Crystal structure of a kinase advances research for rational drug design
In a recent publication in Nature Chemical Biology, NIEHS researchers describe, for the first time, the crystal structure for a key inositol pyrophosphate kinase, PPIP5K2. Precursors and products of this kinase regulate the body’s metabolic balance, which is under frequent environmental insult. Breakdown of metabolic control processes is evident in diabetes, cancer, and aging. The rational design of drugs to improve human health is facilitated by the molecular template that is provided by this atomic level description of the structure and reaction mechanism of this enzyme that synthesizes inositol pyrophosphates.
Human PPIP5K2 phosphorylates IP7 to form IP8. This synthesis reaction requires the formation of high-energy phosphoanhydride bonds, in a class of molecules that have the highest degree of phosphate congestion in nature. Therefore, the focus for the authors was to determine how the active site of PPIP5K2 accommodates the phosphates’ steric bulk and intense electronegativity, and yet retains selective substrate specificity. The exact structure of IP8 also emerged from this work.
This structural information will also be useful for developing small-molecule inhibitors of the kinase for possible therapeutic benefit. Knowledge of the structure of IP8 will now permit its chemical synthesis, the deciphering of its molecular interactions with receptors, and the design of IP8 antagonists.
Citation: Wang H, Falck JR, Hall TM, Shears SB. 2011. Structural basis for an inositol pyrophosphate kinase surmounting phosphate crowding. Nat Chem Biol 8(1):111-116.
Phosphorylation status links cellular stress and GR transcriptional response
NIEHS researchers have discovered a new pathway that links environmentally-induced cellular stress to the transcriptional response mediated by the glucocorticoid receptor (GR). The GR is a nuclear receptor that binds to stress hormones to activate or repress thousands of genes that control pathways ranging from metabolism to the immune response. Glucocorticoids are some of the most widely proscribed drugs in the world and this work suggests that the response of patients to these drugs may be altered by external factors such as inflammation and stress.
Although GR was known to be phosphorylated in response to hormone binding, the authors discovered a novel hormone-independent site at Ser134. This amino acid is phosphorylated by p38 MAPK in response to a variety of extracellular stress-inducing pathways, including glucose starvation, oxidative stress, and UV irradiation.
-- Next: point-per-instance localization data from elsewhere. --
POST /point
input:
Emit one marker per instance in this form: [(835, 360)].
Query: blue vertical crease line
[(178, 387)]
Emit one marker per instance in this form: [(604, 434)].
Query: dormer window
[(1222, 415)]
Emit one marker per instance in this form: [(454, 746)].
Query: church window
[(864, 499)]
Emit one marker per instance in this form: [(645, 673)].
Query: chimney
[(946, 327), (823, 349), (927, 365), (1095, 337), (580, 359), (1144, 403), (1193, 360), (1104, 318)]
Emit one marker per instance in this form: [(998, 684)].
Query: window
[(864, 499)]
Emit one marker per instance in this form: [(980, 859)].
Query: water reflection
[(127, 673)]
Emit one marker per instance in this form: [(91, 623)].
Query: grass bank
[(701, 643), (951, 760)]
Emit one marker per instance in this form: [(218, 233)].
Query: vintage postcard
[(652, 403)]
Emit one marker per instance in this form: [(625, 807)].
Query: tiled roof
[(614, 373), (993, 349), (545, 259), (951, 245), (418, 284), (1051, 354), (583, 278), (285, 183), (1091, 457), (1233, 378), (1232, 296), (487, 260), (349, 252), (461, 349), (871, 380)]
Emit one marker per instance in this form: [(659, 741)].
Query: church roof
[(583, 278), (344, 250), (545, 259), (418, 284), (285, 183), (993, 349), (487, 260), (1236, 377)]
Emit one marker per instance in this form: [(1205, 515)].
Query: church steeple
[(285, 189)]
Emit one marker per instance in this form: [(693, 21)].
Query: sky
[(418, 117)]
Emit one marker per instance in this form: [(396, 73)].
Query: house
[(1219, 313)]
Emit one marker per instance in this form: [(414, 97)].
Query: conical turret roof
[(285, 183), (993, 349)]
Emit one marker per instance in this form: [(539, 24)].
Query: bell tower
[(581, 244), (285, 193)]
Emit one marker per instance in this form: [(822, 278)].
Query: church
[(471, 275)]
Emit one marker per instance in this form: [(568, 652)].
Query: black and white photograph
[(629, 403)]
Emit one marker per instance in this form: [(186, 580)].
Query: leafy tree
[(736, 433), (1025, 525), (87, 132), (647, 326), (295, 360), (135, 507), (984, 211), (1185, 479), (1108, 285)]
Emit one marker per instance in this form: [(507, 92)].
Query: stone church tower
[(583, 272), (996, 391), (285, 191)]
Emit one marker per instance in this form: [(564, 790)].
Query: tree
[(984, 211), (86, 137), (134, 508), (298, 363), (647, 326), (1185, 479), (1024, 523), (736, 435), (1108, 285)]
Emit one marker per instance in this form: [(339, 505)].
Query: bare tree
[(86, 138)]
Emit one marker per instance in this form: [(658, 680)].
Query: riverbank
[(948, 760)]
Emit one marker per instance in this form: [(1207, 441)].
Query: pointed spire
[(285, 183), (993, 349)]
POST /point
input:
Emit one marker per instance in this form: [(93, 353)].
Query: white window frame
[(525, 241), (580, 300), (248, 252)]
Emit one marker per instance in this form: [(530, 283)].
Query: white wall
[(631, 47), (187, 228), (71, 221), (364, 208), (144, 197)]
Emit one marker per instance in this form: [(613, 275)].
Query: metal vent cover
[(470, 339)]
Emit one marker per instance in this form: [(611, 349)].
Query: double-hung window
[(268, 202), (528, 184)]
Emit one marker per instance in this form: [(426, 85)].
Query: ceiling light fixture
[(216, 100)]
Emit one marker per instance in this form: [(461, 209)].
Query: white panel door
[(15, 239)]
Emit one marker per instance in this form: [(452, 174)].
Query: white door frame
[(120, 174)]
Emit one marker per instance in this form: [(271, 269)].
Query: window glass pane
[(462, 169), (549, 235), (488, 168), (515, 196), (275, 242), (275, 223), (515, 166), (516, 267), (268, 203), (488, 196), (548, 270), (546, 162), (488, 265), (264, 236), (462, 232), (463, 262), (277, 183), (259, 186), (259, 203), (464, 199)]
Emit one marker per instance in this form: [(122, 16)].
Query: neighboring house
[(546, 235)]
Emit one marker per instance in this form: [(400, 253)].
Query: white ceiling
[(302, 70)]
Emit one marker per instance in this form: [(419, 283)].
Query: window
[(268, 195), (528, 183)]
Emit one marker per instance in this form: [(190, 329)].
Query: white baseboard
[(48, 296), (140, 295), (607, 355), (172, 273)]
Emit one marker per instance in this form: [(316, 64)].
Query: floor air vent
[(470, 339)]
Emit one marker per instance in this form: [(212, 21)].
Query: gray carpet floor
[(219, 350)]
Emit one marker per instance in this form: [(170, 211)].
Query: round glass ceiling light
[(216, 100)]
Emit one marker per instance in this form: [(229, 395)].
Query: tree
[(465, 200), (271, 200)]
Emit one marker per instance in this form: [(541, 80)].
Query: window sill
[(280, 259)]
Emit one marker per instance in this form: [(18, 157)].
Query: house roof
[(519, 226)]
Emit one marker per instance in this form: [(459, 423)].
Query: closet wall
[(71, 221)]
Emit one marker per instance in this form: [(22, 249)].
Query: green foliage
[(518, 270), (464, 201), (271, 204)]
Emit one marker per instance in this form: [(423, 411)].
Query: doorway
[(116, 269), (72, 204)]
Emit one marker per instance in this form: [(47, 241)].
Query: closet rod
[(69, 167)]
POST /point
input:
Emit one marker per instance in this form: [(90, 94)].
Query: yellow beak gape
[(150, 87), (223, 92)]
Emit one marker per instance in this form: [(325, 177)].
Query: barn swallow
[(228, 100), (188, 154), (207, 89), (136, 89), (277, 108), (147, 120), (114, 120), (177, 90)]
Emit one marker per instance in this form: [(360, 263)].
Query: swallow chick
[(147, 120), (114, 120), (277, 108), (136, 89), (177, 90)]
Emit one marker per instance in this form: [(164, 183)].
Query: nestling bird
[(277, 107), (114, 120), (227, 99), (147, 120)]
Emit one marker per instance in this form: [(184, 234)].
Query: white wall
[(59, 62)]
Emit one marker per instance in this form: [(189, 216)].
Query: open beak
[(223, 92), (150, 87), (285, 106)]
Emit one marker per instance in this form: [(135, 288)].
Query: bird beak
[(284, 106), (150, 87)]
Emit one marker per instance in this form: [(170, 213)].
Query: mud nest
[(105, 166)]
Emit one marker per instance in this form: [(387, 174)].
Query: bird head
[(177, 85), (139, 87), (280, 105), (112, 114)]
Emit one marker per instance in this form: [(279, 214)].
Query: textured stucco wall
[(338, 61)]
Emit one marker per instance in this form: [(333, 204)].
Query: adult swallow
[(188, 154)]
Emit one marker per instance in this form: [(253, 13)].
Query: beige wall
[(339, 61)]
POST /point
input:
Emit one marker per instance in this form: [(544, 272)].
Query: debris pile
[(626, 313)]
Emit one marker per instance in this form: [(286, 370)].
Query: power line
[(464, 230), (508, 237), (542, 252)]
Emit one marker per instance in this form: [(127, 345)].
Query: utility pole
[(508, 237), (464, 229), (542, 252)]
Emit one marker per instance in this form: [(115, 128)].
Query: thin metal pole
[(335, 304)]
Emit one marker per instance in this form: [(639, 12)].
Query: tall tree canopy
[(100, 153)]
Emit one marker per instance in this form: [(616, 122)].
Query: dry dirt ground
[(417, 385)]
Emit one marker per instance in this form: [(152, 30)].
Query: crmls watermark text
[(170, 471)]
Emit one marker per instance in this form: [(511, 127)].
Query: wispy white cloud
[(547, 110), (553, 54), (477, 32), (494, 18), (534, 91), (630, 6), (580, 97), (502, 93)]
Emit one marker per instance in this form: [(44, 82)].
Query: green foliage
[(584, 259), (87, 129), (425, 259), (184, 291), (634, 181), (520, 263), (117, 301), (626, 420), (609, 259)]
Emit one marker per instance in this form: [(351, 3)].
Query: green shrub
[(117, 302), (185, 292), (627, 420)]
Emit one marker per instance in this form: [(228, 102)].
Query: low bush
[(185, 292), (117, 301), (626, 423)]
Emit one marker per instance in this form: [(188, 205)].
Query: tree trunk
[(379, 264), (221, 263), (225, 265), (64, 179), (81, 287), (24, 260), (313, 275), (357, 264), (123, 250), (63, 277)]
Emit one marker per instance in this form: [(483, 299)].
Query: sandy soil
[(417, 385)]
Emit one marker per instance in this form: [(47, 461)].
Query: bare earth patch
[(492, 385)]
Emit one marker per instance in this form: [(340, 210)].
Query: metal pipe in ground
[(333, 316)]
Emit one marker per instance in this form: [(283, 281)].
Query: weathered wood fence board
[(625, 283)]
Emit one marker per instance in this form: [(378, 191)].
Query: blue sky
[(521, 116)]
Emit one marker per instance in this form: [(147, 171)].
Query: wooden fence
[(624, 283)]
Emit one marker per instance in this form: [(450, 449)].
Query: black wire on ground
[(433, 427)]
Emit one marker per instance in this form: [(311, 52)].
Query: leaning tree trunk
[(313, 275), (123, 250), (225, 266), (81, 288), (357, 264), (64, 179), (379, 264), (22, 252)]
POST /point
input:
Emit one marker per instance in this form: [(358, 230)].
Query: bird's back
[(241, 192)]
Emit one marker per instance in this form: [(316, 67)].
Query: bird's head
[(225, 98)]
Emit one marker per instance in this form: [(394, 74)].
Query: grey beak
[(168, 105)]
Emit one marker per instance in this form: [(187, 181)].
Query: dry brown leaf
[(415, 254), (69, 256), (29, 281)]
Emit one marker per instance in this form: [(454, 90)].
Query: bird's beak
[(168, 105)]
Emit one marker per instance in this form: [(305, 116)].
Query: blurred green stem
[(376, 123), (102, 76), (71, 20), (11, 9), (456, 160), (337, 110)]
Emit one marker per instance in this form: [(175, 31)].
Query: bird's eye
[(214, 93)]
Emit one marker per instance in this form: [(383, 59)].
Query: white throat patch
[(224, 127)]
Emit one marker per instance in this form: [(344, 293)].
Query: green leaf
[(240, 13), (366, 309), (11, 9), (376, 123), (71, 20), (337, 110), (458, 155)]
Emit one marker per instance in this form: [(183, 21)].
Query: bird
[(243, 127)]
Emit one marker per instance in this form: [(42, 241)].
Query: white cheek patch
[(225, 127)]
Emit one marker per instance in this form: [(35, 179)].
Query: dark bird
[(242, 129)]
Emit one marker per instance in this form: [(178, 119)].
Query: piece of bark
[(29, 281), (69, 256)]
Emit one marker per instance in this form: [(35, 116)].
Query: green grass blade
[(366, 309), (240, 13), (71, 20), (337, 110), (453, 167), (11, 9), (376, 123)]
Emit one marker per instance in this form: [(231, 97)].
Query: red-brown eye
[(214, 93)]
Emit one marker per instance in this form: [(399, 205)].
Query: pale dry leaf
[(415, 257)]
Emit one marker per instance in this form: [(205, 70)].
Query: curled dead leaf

Significantly, the authors found that Ser134 phosphorylation allowed GR to bind 14-3-3zeta proteins and altered the suite of genes expressed by GR. Ser134 phosphorylation is necessary for the induction of many genes involved in metabolic and endocrine disorders, as well as the inflammatory response.
This particular GR pathway may also explain previous observations that linking chronic glucocorticoid exposure to insulin resistance as Ser134 may act as a metabolic sensor within cells to direct the transcriptional output of the glucocorticoid receptor.
Citation: Galliher-Beckley AJ, Williams JG, Cidlowski JA. 2011. Ligand-independent phosphorylation of the glucocorticoid receptor integrates cellular stress pathways with nuclear receptor signaling. Mol Cell Biol 31(23):4663-4675.
(Brant Hamel Ph.D., is an Intramural Research Training Award (IRTA) fellow in the NIEHS Laboratory of Signal Transduction Molecular Endocrinology Group. Anshul Pandya, Ph.D., is an IRTA fellow in the NIEHS Laboratory of Neurobiology Ion Channel Physiology Group. Jeffrey Stumpf, Ph.D., is an IRTA Fellow in the NIEHS Laboratory of Molecular Genetics Mitochondrial DNA Replication Group. Emily Zhou, Ph.D., is a research fellow in the NIEHS Laboratory of Signal Transduction Inositol Signaling Group.)